LER... e mais um ciclo que termina


Saiu para as bancas hoje o número 133 da Revista LER e com ele a notícia, em editorial, de que este será o último número mensal da revista. A partir daqui a periodicidade será trimestral, regressando assim ao formato anterior a 2008. Compreendendo as dificuldades editoriais, lamento o desaparecimento desta que tem sido uma companhia assídua de alguns dias de cada mês. Aguardemos pelo novo formato e esperemos ser surpreendidos.

05 março 2014

sétima arte

Por estes dias em que tanto se fala de cinema, filmes, "oscars", vencedores e vencidos, dediquei algumas das minhas horas à arte. Assim e sem qualquer ordem cronológica, pude ver:
+ Blue Jasmine, com a bonita e talentosa Cate Blanchett numa personagem assombrosa;
+ Capitão Phillips, que vale por ficcionar algo que terá acontecido realmente;
+ De Bicicleta com Mòliere, de certa forma uma desilusão face às expectativas;
+ O Passado, intenso e marcante;
+ Golpada Americana, bem ao jeito de Hollywood;
+ O Lobo de Wall Street, com DiCaprio e uma alucinante narrativa;
+ O Conselheiro, e o seu excelente elenco;
+ Reasonable Doubt, sem merecer qualquer comentário;
+ A Rapariga que roubava Livros, com mais uma excelente prestação de Geoffrey Rush e uma história lindíssima;

16 fevereiro 2014

JRC


Poderia dizer que continuo a descobrir o autor, mas já o conheço e reconheço a sua escrita.

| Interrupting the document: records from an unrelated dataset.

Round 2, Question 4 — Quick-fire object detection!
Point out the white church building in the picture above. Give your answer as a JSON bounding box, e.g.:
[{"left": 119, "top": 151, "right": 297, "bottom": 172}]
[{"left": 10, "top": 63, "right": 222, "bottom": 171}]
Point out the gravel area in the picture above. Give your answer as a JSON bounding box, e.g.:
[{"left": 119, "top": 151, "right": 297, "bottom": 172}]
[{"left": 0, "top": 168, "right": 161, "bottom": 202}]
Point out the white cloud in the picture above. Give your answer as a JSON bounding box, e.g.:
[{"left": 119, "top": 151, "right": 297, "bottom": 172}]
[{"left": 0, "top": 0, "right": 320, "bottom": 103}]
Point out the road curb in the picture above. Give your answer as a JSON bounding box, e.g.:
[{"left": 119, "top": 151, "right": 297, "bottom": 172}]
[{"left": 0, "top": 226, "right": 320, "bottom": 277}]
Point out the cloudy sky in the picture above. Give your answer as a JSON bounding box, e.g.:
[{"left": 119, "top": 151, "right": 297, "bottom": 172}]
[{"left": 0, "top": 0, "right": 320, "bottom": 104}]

A cada livro que dele leio fica sempre a sensação que a narrativa é curta e que depressa demais se chega ao seu fim. Uma vez mais José Rentes de Carvalho (JRC) leva-nos a percorrer os caminhos da sua memória, desta feita não pelas arribas do douro e pelas invernias transmontanas, mas pelas duas margens do rio Minho. Sempre num ambiente rural e de extrema pobreza, JRC apresenta-nos um portugal de meados e segunda metade do século XX, miserável e esfomeado, sempre afoito pela transgressão e pela aventura que a actividade do contrabando proporcionava. Elemento, aliás, recorrente na obra deste escritor. Foi leitura nesta tarde soalheira. Venha o próximo.